Since SB is a "peripheral" anticholinergic agent, it shouldn't be able to cross the BBB, but it is probable that the patient's brain was in a state of severe excitement due to PTSD. There are eight acetylcholine basal ganglia in the brain, of which the largest, the Meynert nucleus, is closely associated with BBB permeability. The researchers hypothesized that due to abnormal excitement of the Meynert basal ganglia, SB enters the brain and activates anticholinergic action to suppress abnormal acetylcholine secretion of acetylcholine-memory-related circuits centered on the Meynert basal ganglia, eliminating the flashbacks.
From this clinical experience, they hypothesized that PTSD is generated through an acetylcholine-memory-related-circuit centered on Meynert. Based on this, Dr. Sogo and his team considered the use of a central anticholinergic agent: trihexyphenidyl.
The researchers went on to devise an exploratory study to determine whether trihexyphenidyl was effective against similar symptoms in other patients with PTSD. They administered trihexyphenidyl in 34 patients with PTSD who had previously received psychiatric treatment for several years without therapeutic benefits, and determined its effect through interviews.
A significant 88% of the analyzed patients reported mild to no PTSD-related nightmares. Similarly, 79% of the analyzed patients reported similar responses for PTSD-related flashbacks. Notably, the researchers found that trihexyphenidyl has efficacy and a rapid onset (one to two days) in the treatment of PTSD-related nightmares and flashbacks.
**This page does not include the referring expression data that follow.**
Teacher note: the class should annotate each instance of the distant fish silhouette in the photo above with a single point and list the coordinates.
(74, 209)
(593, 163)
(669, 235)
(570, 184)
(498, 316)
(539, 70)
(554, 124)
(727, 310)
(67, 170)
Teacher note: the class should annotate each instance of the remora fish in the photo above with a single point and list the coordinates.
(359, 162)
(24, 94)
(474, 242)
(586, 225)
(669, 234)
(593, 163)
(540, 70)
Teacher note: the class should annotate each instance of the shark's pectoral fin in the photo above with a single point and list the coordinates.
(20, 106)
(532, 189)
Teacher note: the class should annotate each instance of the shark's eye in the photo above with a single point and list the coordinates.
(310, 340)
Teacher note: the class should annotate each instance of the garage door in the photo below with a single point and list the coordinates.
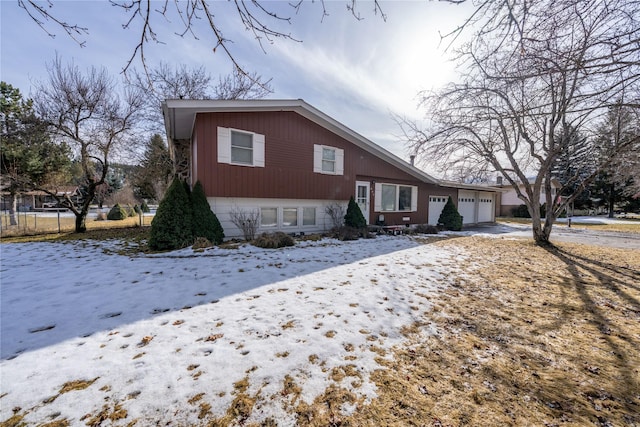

Dr. Sogo says, "To the best of our knowledge, this is the first pharmacological report describing the novel use of trihexyphenidyl for PTSD-related nightmares, which doesn't respond to conventional psychiatric treatment." Further studies are needed to prove the mechanism of PTSD; repurposing trihexyphenidyl to treat PTSD would be a promising turn of events, since the drug is inexpensive, and has no adverse effects.